Inside there’s a lot of bare concrete, with the dominant feature being a very large wooden bar. And on the bar is The Apparatus.

The Apparatus
The Apparatus

The Siphon is an old method of making coffee: it was invented sometime in the 1830s, but largely fell out of favour in the last half century or so. It held on in Japan, from where Dave imported his special café grade version for making multiple brews quickly.

You have two pieces of glassware: the lower a bulb filled with water and heated; the top a cylinder with the grounds in, stopped at the bottom with a washable cloth filter. Through the “magic” of science, hot water is driven into the top; after a short while the heat is removed and the cooling air sucks the water through the grounds back into the bottom.
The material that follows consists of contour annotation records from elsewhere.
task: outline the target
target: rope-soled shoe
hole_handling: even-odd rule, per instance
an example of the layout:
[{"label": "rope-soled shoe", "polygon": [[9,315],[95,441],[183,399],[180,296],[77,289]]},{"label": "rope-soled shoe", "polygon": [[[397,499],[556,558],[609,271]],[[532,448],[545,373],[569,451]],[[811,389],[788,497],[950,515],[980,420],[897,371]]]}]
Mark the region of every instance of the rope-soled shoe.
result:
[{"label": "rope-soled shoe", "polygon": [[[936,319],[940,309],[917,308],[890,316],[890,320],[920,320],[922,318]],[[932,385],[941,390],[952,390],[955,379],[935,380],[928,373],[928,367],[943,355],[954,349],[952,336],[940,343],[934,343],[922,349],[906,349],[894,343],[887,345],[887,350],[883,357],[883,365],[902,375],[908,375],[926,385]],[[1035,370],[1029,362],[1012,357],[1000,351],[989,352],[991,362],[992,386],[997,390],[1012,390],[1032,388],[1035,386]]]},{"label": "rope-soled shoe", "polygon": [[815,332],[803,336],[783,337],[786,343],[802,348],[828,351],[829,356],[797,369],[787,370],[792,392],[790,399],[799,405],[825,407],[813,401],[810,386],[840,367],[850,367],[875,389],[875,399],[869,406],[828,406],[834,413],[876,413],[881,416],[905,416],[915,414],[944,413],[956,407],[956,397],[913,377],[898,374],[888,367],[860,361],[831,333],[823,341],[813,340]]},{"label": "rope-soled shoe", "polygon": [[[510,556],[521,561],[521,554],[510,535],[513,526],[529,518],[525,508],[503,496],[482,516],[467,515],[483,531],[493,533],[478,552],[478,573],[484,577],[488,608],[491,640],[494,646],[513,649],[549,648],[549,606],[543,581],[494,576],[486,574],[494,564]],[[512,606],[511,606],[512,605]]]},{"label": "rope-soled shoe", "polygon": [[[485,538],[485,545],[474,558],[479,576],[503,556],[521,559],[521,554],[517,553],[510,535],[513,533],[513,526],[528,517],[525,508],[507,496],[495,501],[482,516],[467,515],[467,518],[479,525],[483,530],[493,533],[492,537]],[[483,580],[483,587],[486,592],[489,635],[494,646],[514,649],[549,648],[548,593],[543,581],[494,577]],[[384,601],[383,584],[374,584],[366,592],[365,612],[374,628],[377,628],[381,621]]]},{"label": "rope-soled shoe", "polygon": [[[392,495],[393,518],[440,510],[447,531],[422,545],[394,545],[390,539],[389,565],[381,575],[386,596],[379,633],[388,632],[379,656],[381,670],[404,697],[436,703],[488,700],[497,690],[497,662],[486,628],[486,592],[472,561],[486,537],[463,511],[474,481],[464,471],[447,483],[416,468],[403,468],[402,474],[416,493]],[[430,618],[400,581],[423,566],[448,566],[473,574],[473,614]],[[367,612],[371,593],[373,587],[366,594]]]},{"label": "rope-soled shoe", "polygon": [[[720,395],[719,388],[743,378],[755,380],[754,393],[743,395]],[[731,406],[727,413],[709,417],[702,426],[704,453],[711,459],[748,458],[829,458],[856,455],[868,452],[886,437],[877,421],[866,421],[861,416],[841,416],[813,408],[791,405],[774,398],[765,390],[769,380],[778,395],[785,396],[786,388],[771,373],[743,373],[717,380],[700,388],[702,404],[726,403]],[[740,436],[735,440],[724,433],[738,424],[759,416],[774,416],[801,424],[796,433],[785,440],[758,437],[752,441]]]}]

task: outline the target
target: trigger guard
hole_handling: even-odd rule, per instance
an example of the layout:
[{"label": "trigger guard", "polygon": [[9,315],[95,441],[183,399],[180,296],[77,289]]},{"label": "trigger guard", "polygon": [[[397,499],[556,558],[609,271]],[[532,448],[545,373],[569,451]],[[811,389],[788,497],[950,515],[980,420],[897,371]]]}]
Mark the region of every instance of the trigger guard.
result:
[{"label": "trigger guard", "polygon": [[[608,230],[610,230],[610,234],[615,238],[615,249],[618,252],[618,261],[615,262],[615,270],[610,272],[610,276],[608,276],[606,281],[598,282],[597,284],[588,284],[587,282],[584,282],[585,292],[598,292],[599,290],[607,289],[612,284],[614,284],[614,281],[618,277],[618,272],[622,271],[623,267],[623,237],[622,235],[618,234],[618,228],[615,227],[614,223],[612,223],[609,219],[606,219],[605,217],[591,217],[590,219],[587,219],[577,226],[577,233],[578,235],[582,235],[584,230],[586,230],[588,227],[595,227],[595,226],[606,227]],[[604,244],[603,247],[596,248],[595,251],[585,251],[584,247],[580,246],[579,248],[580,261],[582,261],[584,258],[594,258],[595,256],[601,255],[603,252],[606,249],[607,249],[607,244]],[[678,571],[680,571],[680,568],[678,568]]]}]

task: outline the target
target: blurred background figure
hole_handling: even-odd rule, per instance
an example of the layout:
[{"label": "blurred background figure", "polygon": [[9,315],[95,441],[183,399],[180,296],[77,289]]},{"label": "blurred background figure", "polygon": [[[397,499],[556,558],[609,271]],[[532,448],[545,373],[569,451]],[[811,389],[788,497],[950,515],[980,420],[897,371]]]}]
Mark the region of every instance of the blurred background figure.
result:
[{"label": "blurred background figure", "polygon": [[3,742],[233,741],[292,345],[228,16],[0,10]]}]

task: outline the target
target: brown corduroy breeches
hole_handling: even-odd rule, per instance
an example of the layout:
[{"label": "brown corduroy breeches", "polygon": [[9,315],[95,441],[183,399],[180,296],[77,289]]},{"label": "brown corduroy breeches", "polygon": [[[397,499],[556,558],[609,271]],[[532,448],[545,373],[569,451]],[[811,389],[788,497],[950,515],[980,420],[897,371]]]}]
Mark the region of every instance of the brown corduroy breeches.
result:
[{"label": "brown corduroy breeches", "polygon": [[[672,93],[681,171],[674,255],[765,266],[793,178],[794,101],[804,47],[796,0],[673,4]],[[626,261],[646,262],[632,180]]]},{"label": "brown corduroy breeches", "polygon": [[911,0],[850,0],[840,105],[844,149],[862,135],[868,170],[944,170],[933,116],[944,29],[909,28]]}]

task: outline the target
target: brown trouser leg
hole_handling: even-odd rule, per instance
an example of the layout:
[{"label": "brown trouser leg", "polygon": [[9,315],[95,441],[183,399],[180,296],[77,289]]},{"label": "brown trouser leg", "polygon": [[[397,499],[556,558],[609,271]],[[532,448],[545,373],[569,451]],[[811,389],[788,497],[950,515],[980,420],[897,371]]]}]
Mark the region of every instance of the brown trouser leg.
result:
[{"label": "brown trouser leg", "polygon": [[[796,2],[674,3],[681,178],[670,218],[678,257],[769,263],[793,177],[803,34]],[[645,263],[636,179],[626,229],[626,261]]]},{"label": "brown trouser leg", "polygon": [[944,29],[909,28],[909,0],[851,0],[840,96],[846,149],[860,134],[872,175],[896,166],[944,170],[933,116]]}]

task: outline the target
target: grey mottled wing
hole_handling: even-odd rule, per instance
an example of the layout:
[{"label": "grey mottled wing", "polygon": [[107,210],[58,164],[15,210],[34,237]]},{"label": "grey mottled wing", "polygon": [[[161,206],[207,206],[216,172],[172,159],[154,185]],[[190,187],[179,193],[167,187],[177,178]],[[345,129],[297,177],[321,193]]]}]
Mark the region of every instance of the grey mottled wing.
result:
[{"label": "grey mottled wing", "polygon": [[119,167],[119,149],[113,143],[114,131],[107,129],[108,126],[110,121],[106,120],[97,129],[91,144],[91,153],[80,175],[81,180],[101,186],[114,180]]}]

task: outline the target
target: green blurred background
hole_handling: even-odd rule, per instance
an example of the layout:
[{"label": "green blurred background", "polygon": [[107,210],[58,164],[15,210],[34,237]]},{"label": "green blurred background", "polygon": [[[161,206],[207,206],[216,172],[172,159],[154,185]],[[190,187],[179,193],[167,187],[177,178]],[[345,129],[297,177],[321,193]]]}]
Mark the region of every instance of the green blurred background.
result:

And then you can drink it. (Just let it cool for a minute or two first.)

The final result
The final result

Wikipedia explains it better, and CoffeeGeek has, well, an even geekier take on it. The water doesn’t stay on the grounds for too long, so there’s no danger of over-extraction or bitterness. Furthermore, many people claim the filter system used lets more of the flavour through compared to paper filter systems.

But bottom line: it’s lovely to watch, and makes a clean tasting cup that reveals the flavours of the bean itself. It’s another good way to try single origin coffee.

Of course you can get your regular espresso or latté (and in time, V60 pourover) at Lamason too, made to the standards we’d expect of Peoples, but this Wellingtonista would thoroughly recommend you also try the siphon.